Jorge, a graduate student, was placed on SAP Warning in the fall semester because he had four bad grades. Jorge was not enrolled in the fall semester. He enrolls in spring semester instead. Jorge's SAP Warning period is rolled over to the spring semester, his next enrolled semester. Jorge has spring semester to resolve his SAP issues.
When a student has been placed on academic probation by the Registrar’s Office, the student must secure a new academic plan to return to good academic standing. During this academic probation period, a student may remain eligible to receive financial aid. The new academic probation plan must be approved by the Dean of Academic Planning.
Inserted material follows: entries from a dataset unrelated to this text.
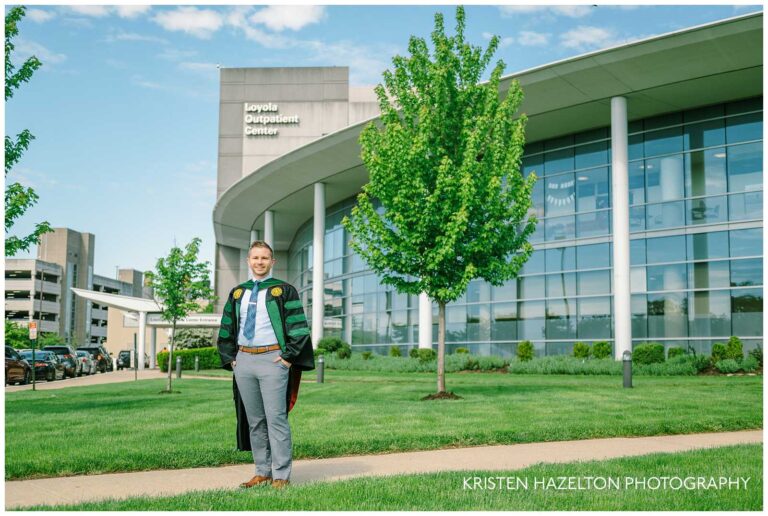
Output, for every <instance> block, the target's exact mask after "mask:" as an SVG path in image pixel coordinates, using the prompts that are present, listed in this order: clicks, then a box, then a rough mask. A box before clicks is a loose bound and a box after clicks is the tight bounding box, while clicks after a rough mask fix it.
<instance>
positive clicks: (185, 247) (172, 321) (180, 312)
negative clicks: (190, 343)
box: [146, 238, 213, 393]
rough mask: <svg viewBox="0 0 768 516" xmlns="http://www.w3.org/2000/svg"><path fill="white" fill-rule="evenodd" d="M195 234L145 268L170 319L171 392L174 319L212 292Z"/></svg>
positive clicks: (157, 299) (168, 363)
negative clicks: (187, 239)
mask: <svg viewBox="0 0 768 516" xmlns="http://www.w3.org/2000/svg"><path fill="white" fill-rule="evenodd" d="M200 242H201V240H200V239H199V238H193V239H192V241H191V242H190V243H189V244H187V245H186V246H185V247H184V249H181V248H179V247H176V246H173V247H172V248H171V251H170V252H169V253H168V256H166V257H164V258H159V259H158V260H157V264H156V265H155V270H154V271H149V272H147V274H146V276H147V278H148V281H149V286H151V287H152V288H153V289H154V295H155V299H156V300H157V301H158V304H160V305H161V306H162V317H163V319H164V320H166V321H168V322H169V323H171V341H170V344H169V355H168V383H167V386H166V392H168V393H171V392H173V390H172V381H173V380H172V378H171V371H172V369H173V345H174V341H175V339H176V323H177V322H178V320H179V319H182V318H184V317H186V316H187V315H188V314H189V313H190V312H195V311H197V310H199V309H200V305H199V304H198V303H197V301H196V300H197V299H210V298H211V297H212V296H213V289H211V281H210V274H211V273H210V269H209V267H210V263H208V262H198V258H197V255H198V253H199V252H200Z"/></svg>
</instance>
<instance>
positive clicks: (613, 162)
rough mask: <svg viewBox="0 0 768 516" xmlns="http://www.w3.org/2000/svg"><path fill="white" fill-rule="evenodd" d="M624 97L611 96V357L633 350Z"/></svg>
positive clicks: (627, 168)
mask: <svg viewBox="0 0 768 516" xmlns="http://www.w3.org/2000/svg"><path fill="white" fill-rule="evenodd" d="M627 132H628V131H627V99H626V98H624V97H613V98H612V99H611V204H612V206H613V223H612V226H613V228H612V229H613V328H614V341H613V342H614V358H615V359H616V360H621V358H622V354H623V353H624V351H632V312H631V306H632V305H631V297H630V296H631V293H630V288H629V287H630V284H629V281H630V280H629V270H630V268H629V164H628V152H627V146H628V143H627V142H628V140H627Z"/></svg>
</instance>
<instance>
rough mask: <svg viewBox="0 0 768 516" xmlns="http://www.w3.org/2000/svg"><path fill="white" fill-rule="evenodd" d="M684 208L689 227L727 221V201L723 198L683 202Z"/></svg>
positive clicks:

Academic Standards Committee (ASC)
Students who fail to meet the requirement(s) of their academic probation plan to return to good academic standing would be sent before the Academic Standards Committee. The ASC may extend the student’s academic probation, but during this period the student is not eligible to receive further financial aid.
Re-establishing Aid Eligibility
When a student loses aid eligibility because he or she failed to meet the requirements of the academic plan, the student may appeal that result on the basis of: an injury or illness, the death of a relative, or other special circumstances.
The appeal must explain why he or she failed to meet the plan and how they will be able to make academic progress.
The Financial Aid Appeals Committee (FAAC) would review your case and determine if you qualify for an extension. The FAAC would complete the review within 15 business days from receiving all the complete paperwork from the student.